Макрон на мгновение посмотрел на него и кивнул. - Все в порядке. Годится. Ты и опцион держите тело под охраной.

Пиндарий отсалютовал, и Макрон приказал другому легионеру отправиться в штаб, чтобы сообщить полководцу о находке. Когда солдат убежал по снегу, Макрон снова посмотрел на тело и глубоко вздохнул.

- Корбулону это ни капельки не понравится…

- Ты говоришь, убит? - прорычал Корбулон, глядя на тело. Снова пошел снег, мелкие хлопья кружились на легком ветру, и Макрону пришлось стряхнуть тонкий слой, чтобы обнажить следы от удавки.

- Задушили удавкой, господин. Думаю, он только что вышел из туалета, когда убийца набросился на него сзади. Это было бы быстро, и в этот час было бы очень мало людей.

- А что насчет дежурных?

- Они склонны следить за подходами к лагерю, господин, а не за тем, что происходит внутри него.

- Был бы благодарен, если бы ты держал свои саркастические комментарии при себе, центурион. Кто-то, должно быть, что-то видел или слышал.

- Возможно, господин. Но пока никто не предоставил никакой информации.

Корбулон снова осмотрел тело и откашлялся. - Я хочу поговорить с центурионом Макроном наедине. Остальные, оставьте нас. И убедитесь, чтобы нас не беспокоили.

Манлий и другие зашагали на другую сторону открытой площадки между валом и рядами хижин, вокруг которых собирались люди, ожидая звука буцины, означающего утреннее построение.

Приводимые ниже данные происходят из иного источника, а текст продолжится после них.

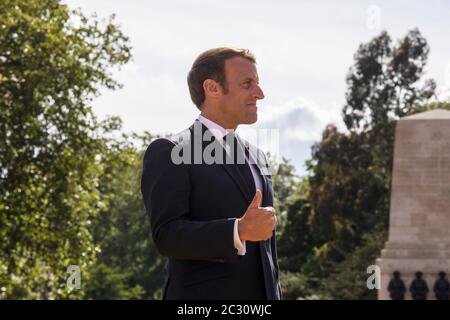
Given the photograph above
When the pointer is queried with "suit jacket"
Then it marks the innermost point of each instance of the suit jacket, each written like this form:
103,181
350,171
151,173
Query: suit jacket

- Как ты думаешь, кто это сделал? - спросил Корбулон. - Могли ли это быть повстанцы? - продолжил он с надеждой. Даже мысль о том, что мятежник проникнет в лагерь, чтобы убить Пизона, была предпочтительнее, чем перспектива убийства центуриона одним из его людей.

- Сомневаюсь, господин. Единственный возможный путь, чтобы часовые не увидели, – это отверстие, через которое сток из латрин проходит через вал. Но этому счастливчику пришлось бы сильно попотеть, чтобы протиснуться сквозь него. Кто бы это не сделал, он рискнул ради такого человека, как Пизон. Есть причина, по которой солдаты прозвали его Зверем. Конечно, есть и другие причины.

Корбулон приподнял бровь. - Другие причины?

- Насколько я понимаю, у Пизона была репутация человека, который более чем свободно применял свой витис. Похоже, Зверь любил поколотить ребят. Такие офицеры, как правило, наживают себе врагов.